# My website



## chris purvis (Feb 23, 2004)

it is finally done. take a look around and let me know what you think. 

http://www.freewebs.com/purvislofts/


----------



## Motherlodelofts (Oct 9, 2004)

Nice site and good job on the lofts Chris, you've been a busy young man !!! keep up the good work.


----------



## Reti (Jul 20, 2003)

Great website, and awsome loft.
Your birds are very beautiful and well cared for.

You did a great job.

Reti


----------



## chris purvis (Feb 23, 2004)

thanks....it has taken up a lot of time but it was worth it


----------



## SmithFamilyLoft (Nov 22, 2004)

*Purvis*

Good job Chris,

In years to come, we will be reading about PURVIS FAMILY LOFT !


----------



## feralpigeon (Feb 14, 2005)

Hey Chris,

You are a very industrious person and have created something beautiful that you will enjoy for years to come. 

fp


----------



## birdboy12 (Jul 27, 2004)

*nice site*

Hey Chris...very nice loft and web site.I really like how simple your loft is.But in a way it is like a pros loft....great set up,and nice looking birds.



KEEP UP THE GREAT WORK!!!!


----------



## PigeonSitter10 (Feb 18, 2005)

you Know I can not build a loft at all because i am ten but not to worry for me 
my granddad will come in october to help build a loft to breed my parakeets luis and clark.
you can read about them on my website.


----------



## rosey_love (Mar 21, 2004)

Im jelous!! good job on the coop!!


----------



## re lee (Jan 4, 2003)

Glad to see a young person develop such a interest in pigeons.
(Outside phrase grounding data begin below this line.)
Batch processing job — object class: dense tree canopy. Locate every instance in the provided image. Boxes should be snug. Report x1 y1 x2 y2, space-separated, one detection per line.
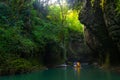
0 0 85 75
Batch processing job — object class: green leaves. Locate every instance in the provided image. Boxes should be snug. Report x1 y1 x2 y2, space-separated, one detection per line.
66 10 84 33
116 0 120 14
9 58 32 72
0 3 11 25
0 0 84 72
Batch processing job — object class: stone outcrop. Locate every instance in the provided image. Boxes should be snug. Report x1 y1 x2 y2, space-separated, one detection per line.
104 0 120 53
79 0 120 65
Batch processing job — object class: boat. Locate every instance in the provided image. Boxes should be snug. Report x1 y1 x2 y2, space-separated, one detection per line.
55 64 67 68
74 62 81 68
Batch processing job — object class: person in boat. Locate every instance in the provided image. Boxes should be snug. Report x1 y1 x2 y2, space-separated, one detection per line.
74 62 81 68
76 62 81 67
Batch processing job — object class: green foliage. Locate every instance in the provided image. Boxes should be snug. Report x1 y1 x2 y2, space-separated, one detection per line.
66 10 84 33
0 26 37 58
0 3 11 26
47 5 61 22
91 0 95 6
0 0 84 75
0 27 21 54
0 0 32 29
8 58 32 74
18 38 37 56
32 18 66 65
116 0 120 14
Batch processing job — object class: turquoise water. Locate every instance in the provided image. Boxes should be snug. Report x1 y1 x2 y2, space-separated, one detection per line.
0 66 120 80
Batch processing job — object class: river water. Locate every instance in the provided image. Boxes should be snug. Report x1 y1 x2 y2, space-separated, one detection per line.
0 65 120 80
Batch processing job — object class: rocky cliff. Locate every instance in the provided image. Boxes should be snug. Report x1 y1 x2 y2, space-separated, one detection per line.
79 0 120 65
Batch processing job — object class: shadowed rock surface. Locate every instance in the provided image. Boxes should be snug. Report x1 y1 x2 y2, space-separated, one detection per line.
79 0 120 65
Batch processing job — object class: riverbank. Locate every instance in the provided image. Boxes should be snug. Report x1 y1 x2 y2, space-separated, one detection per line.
110 66 120 73
0 65 47 76
0 58 47 76
100 64 120 73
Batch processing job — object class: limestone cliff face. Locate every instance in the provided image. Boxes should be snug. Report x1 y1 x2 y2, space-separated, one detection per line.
104 1 120 53
79 0 120 64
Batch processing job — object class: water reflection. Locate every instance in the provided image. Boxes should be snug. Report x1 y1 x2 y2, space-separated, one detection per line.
74 67 81 80
0 66 120 80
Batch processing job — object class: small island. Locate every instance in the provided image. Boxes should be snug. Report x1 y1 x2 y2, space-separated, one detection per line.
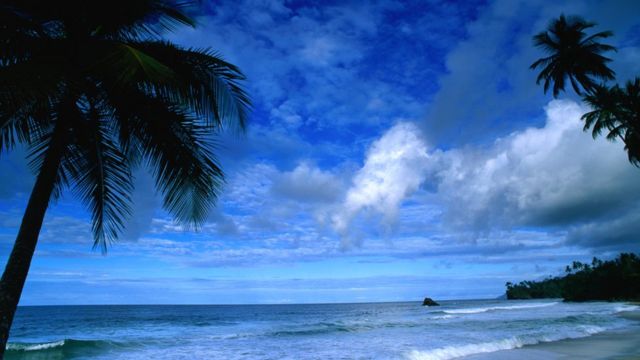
505 253 640 301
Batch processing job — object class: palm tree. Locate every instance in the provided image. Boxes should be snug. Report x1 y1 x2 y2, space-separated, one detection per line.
0 0 250 353
530 15 640 167
530 14 616 97
582 79 640 166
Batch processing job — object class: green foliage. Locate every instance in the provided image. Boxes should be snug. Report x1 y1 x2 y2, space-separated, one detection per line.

Keep it up We need more young people coming into the sport


----------



## Victor (Dec 18, 2004)

*A Super Thumbs up Chris!*

ABSOLUTELY SUPURB PIGEON HOME! We plan on building one this summer.It probably will not be as nice as yours! You are a talented young man.Keep up the great work!  Oh, by the way the site is great too!


----------



## Pete Jasinski (Jan 2, 2005)

That's an incredible job! It makes my coop I originally built look like it should be condemned and demolished  That's a fine looking flock you have there too! Keep up the great work!


----------



## Whitefeather (Sep 2, 2002)

Very nice Chris.  

Cindy


----------



## Pigeonpal2002 (Jul 27, 2002)

Hi Chris, 

Great website, loft and birds! Thanks for sharing it all with us. Your new batch of young birds look adorable and very healthy.


----------



## chris purvis (Feb 23, 2004)

if anyone was trying to get to my site it has currently been frozen but it is now fixed.


----------



## elvis_911 (Apr 26, 2004)

i cant get in the site  

well good job anyway


----------



## Victor (Dec 18, 2004)

Well that explains that! I tried to get on a couple of days ago to share with my kid. I had no problems getting in tonight. Thanks Chris.


----------



## elvis_911 (Apr 26, 2004)

it's still not working for me!?! lol is it down half the time or somethign?


Elvis


----------



## Victor (Dec 18, 2004)

For crying out loud!  It is still working fine for me.What could be the problem???


----------



## kooper (Sep 19, 2004)

hey chris, you have an awesome loft. i was wondering have you sold the unbanded pigeon? im intersested in him/her. i was wonder how much will you sell him/her? and where you are located?


----------



## TaylorGS (Feb 27, 2005)

Hi Chris,
That was one big picture you have on the front of your site, but I like it!
*Taylor*


----------



## chris purvis (Feb 23, 2004)

The bird is still for sale. I sent you an email about it but if you dont get it let me know. my email is [email protected]


----------



## chris purvis (Feb 23, 2004)

i was just wondering if everyone can get to the website now


----------



## TAWhatley (Mar 6, 2001)

Was able to get in with no problem and all the links seem to be working fine! Nice job, Chris, and thanks for the link to the Pigeon-Talk forum!

Terry


----------



## Grizzled (Oct 21, 2004)

Awesome site Dude. Your young birds look great.


----------



## elvis_911 (Apr 26, 2004)

Yes, its working fine but the pics take forever to load up on your site 

Elvis


----------



## go4pigeons (Mar 28, 2005)

Great web page. Pics loaded within 4 seconds so guess it's working fine now.


----------



## elvis_911 (Apr 26, 2004)

Mine hasnt changed...i think it goes slow cause its 400kbs per pic thats a lot for some people 56k and 26k dialups.

Elvis


----------



## Birdmom4ever (Jan 14, 2003)

Great job, Chris! I never would have taken on such an ambitious project when I was 15...I'm really impressed. It's so good to see young people interested in pigeons. Keep up the good work!


----------



## chris purvis (Feb 23, 2004)

im sorry about how it takes so long for all of the pictures to download


----------



## elvis_911 (Apr 26, 2004)

haha no problem , your birds are awesome , i love the bird you have for sale 

Elvis


----------



## Birdmom4ever (Jan 14, 2003)

It doesn't take long for me, I have DSL.


----------